- Boeing has positioned itself to handle the settlements it'll likely pay to airlines over the forced grounding of its 737 Max jet.
- The 737 Max fleet of nearly 500 planes has been grounded across the globe since mid-March following two crashes over less than five months that killed 346 people combined.
- "Our company and our balance sheet has provided for what we think that resolution will be," Boeing Chairman David Calhoun says.
"There's no question there will be a fair number of settlements," said David Calhoun, a Blackstone executive and longtime Boeing board member. "Our company and our balance sheet has provided for what we think that resolution will be."
The 737 Max fleet of roughly 400 planes has been grounded across the globe since mid-March after two crashes in less than five months that killed 346 people combined. The grounding has forced airlines to cancel thousands of flights, driven up costs and dented airlines' profits.
To make up for the expected loss in services, Boeing in the second quarter took a $4.9 billion after-tax charge to compensate airlines but final amounts are unknown because regulators haven't yet lifted the grounding.
But airlines are getting hit. American Airlines said last month that the grounding would reduce its pretax income by $540 million this year, compared with an estimate of $400 million it expected in July.
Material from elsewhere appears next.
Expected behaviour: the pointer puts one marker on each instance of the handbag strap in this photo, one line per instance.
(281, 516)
Likewise, Southwest Airlines, the largest U.S. operator of the Max, said in late October that the grounding cost it $210 million in revenue in the third quarter and $435 million in revenue in the first nine months of the year. The airline added that it expects "the damages to grow into 2020."
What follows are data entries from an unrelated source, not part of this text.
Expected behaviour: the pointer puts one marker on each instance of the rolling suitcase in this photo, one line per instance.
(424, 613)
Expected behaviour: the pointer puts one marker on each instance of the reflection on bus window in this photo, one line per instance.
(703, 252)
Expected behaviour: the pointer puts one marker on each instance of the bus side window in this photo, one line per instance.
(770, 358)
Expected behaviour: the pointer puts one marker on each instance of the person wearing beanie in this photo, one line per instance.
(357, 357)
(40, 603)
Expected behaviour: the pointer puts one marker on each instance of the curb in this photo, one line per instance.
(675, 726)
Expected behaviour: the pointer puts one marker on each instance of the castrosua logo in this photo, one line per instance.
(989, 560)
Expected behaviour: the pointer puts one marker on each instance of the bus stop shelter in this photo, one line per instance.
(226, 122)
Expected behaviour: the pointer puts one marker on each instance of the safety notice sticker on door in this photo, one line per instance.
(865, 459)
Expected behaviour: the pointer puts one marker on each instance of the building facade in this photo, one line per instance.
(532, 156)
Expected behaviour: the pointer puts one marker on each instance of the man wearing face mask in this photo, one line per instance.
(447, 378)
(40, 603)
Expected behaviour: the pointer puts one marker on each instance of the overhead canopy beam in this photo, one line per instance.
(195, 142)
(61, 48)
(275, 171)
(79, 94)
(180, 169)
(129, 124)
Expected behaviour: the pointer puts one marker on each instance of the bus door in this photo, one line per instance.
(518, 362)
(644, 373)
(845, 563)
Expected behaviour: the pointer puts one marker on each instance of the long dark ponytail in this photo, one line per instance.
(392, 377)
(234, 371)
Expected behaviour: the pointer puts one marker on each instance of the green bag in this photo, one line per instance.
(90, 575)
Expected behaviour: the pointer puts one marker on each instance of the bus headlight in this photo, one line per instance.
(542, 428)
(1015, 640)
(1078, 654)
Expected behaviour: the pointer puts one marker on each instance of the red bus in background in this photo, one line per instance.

"We're not happy about our situation," Southwest CEO Gary Kelly told CNBC's "Squawk on the Street" in October. "We put our future in the hands of Boeing in the Max and we're grounded. I want to settle with Boeing to settle our damages."
It's a problem that Calhoun said he understands.
"There's no question: We have let him down. He knows [the Max] has served him well and he knows it has served him safely," Calhoun said of Kelly on "Squawk Box." "But this gap, where he needs capacity and it's not there, is a real problem for him. Anybody at that moment in time has to make the decision that we're going to consider other alternatives."
Boeing's current rival to the 737 Max is the Airbus A320neo.
"We're going to have to step up to the plate if and when that day happens and put our best foot forward," Calhoun added.
Shares of Boeing were up 2.3% midday Tuesday.
—CNBC's Leslie Josephs contributed to this report.